Defaulted federal student loans can be collected through administrative wage garnishment without a state court judgment—the federal government has special collection powers.
Key limits:
These federal rules apply even in California, alongside state protections where they don’t conflict. If you’re facing student loan garnishment, the calculation differs significantly from ordinary creditor judgments.
Tax agencies—both federal and state—have their own garnishment powers that don’t follow the standard percentage formulas. In addition to federal taxes, states and local governments can garnish wages to collect unpaid state and local taxes, with specific limits and procedures that may differ from federal tax garnishments.
IRS wage levies for unpaid taxes:
California Franchise Tax Board (FTB) garnishment:
The FTB provides explicit payment amount tables for state tax-related garnishments:
Tax levies generally have priority over general civil judgments but may still be secondary to child support obligations.
The garnishment calculator isn’t just for estimating how much you’ll lose—it helps you evaluate strategies to protect your income. Several legal options exist to reduce or stop wage garnishment.
Common options to address California wage garnishment:
The best option depends on your debt type, the total amount owed, your income level, and whether you’re facing other collection actions, such as bank levies. Acting quickly after receiving a Notice of Wage Garnishment or Earnings Withholding Order is critical—deadlines to object in California are typically 10-15 days.
California workers can file a Claim of Exemption with the levying officer or the court to request that part or all of their wages be protected due to financial hardship.
The process typically involves:
If the court finds that the garnishment would prevent you from supporting yourself or your family, it may reduce or eliminate the garnishment amount. Deadlines are strict—missing them usually means losing your right to object.
Some creditors will agree to a lump-sum settlement or reduced monthly payment plan in exchange for releasing or not starting a wage garnishment.
Key considerations:
For credit cards, medical bills, and personal loans, negotiated settlements of 40-60% of the original debt are sometimes achievable, though results vary by creditor and your circumstances.

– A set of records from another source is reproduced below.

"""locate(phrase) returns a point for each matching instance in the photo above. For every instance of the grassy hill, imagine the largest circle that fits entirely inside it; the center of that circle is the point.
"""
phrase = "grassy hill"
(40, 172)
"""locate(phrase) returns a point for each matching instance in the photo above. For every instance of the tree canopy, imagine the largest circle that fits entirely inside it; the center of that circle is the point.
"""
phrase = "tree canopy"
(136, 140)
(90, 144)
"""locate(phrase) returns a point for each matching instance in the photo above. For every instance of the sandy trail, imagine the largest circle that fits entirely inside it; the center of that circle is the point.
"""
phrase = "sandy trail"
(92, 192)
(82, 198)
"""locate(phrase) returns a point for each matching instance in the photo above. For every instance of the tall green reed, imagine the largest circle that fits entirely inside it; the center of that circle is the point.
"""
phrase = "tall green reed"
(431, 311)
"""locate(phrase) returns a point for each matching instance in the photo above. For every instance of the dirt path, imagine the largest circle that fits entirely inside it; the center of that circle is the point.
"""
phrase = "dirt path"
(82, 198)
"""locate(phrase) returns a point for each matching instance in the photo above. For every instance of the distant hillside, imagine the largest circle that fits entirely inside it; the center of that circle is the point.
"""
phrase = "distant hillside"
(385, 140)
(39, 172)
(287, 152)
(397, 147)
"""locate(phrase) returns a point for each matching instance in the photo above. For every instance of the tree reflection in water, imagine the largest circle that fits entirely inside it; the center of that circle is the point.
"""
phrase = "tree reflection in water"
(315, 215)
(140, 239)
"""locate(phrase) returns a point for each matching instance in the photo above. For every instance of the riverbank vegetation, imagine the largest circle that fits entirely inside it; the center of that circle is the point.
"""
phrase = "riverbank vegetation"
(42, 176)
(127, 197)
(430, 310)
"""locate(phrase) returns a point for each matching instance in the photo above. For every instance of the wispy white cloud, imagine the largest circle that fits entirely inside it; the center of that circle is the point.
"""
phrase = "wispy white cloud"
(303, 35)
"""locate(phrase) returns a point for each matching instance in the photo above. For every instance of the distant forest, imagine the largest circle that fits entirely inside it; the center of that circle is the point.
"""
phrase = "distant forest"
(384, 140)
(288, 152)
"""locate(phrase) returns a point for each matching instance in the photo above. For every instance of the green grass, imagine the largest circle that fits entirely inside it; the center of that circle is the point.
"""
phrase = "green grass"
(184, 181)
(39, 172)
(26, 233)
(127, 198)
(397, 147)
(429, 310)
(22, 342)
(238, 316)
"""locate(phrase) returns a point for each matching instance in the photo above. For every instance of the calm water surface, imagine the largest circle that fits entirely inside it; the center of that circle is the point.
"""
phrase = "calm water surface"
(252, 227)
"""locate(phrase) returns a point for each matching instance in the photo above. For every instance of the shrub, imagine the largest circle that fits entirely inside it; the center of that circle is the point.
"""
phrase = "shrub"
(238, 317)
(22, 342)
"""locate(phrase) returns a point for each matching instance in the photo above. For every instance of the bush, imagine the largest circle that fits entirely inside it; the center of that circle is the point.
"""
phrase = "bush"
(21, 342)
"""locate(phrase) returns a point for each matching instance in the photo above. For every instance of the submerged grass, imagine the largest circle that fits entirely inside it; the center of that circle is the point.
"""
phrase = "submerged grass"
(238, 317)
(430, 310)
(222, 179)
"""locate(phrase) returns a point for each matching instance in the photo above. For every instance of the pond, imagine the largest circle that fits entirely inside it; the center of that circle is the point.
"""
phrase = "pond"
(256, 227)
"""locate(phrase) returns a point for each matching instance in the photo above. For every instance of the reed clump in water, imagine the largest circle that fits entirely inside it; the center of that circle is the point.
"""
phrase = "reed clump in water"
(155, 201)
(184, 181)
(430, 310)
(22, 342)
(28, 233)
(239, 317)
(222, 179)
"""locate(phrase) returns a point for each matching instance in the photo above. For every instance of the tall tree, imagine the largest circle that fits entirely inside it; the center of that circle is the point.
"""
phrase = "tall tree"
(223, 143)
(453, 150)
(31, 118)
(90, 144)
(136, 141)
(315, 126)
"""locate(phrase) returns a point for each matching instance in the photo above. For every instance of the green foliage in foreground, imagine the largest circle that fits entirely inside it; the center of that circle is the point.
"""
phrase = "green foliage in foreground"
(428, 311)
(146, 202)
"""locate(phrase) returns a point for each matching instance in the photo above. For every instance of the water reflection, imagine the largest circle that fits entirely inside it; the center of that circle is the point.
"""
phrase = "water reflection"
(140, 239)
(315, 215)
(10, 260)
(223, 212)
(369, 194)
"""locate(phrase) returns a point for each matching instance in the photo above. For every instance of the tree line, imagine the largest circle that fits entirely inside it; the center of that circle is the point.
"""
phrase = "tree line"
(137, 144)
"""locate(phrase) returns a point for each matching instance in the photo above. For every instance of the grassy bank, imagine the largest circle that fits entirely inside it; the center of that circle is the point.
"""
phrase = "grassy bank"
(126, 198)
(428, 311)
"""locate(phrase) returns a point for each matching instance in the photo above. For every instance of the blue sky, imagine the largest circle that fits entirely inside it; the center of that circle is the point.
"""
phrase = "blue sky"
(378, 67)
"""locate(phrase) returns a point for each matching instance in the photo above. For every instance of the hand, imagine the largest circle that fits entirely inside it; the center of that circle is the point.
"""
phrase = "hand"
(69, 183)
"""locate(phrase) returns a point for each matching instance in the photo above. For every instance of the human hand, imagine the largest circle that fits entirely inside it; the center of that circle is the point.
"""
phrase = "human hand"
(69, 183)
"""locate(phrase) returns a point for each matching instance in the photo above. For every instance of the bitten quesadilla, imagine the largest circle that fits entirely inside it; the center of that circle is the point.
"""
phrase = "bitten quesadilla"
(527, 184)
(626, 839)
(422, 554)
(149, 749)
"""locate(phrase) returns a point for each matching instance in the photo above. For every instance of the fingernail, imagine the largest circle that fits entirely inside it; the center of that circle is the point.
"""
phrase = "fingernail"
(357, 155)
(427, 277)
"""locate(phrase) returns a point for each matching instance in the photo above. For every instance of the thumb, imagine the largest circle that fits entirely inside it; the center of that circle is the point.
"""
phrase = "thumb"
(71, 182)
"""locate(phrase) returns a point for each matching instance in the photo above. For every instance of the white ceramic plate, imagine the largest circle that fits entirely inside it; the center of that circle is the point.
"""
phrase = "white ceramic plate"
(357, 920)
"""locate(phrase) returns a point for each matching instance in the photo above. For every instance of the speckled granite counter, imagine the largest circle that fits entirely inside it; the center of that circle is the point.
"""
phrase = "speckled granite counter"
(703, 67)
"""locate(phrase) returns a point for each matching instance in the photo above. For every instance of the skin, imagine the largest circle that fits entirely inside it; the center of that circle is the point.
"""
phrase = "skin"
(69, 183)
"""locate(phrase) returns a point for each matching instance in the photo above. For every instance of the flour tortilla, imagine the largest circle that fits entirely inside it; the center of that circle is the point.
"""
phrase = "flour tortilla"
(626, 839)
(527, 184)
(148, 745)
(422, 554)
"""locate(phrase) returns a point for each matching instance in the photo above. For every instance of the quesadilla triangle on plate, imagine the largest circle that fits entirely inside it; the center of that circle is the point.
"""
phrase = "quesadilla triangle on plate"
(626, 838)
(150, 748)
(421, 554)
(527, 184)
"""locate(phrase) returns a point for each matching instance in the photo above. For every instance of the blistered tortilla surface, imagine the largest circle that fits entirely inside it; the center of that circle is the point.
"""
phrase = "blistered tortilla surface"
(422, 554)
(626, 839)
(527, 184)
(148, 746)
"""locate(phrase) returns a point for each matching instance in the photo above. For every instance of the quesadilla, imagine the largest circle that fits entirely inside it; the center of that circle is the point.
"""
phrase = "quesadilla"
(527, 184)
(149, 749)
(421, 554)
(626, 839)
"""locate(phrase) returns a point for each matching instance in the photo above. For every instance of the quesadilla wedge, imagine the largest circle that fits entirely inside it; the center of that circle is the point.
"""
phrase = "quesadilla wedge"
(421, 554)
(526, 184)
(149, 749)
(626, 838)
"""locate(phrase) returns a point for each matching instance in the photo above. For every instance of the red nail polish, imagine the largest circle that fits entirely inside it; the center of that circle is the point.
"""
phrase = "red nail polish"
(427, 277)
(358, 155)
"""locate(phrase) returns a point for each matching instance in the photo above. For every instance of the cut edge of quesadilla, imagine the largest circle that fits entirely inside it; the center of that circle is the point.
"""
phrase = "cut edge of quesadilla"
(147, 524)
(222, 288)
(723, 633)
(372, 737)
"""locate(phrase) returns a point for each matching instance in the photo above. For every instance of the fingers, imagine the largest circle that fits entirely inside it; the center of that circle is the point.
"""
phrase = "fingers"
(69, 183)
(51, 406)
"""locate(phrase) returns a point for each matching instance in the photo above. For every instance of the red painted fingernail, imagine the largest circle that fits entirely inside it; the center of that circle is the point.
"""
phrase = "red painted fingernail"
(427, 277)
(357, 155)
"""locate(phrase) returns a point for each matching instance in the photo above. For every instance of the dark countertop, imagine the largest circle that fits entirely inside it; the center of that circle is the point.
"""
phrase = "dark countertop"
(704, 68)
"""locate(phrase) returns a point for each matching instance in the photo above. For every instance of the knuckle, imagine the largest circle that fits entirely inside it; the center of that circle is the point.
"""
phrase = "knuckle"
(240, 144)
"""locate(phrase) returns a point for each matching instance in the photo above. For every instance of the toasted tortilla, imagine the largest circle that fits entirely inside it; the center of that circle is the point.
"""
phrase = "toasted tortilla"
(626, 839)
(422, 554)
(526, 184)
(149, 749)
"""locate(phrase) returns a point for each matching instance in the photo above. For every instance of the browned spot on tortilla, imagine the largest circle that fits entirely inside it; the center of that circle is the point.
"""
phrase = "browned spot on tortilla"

Filing bankruptcy under Chapter 7 or Chapter 13 in California can trigger an “automatic stay” that usually stops most wage garnishments and other creditor remedies, such as property liens in Texas, immediately upon filing.
Important limitations:
Anyone considering bankruptcy should consult a qualified California bankruptcy attorney to review eligibility, costs, and likely outcomes before filing.
Understanding your garnishment exposure is the first step toward protecting your income. Here’s how to move from information to action:
Time matters. Many protective options have short deadlines measured in days, not weeks.
Under the federal Consumer Credit Protection Act (CCPA), an employer cannot legally fire an employee paid wages because of wage garnishment for a single debt. This protection exists specifically to prevent financial problems from spiraling into job loss.
Important limitations:
Helpful resources:
If you believe your employer is retaliating against you for garnishment, document everything and consult with an employment attorney or legal aid organization promptly.
Whether you’re facing a creditor judgment, tax levy, or support order, understanding how the calculation works gives you the foundation to take meaningful action. Use the wage garnishment calculator with your actual numbers, review your options carefully, and don’t hesitate to seek professional guidance when the stakes are high.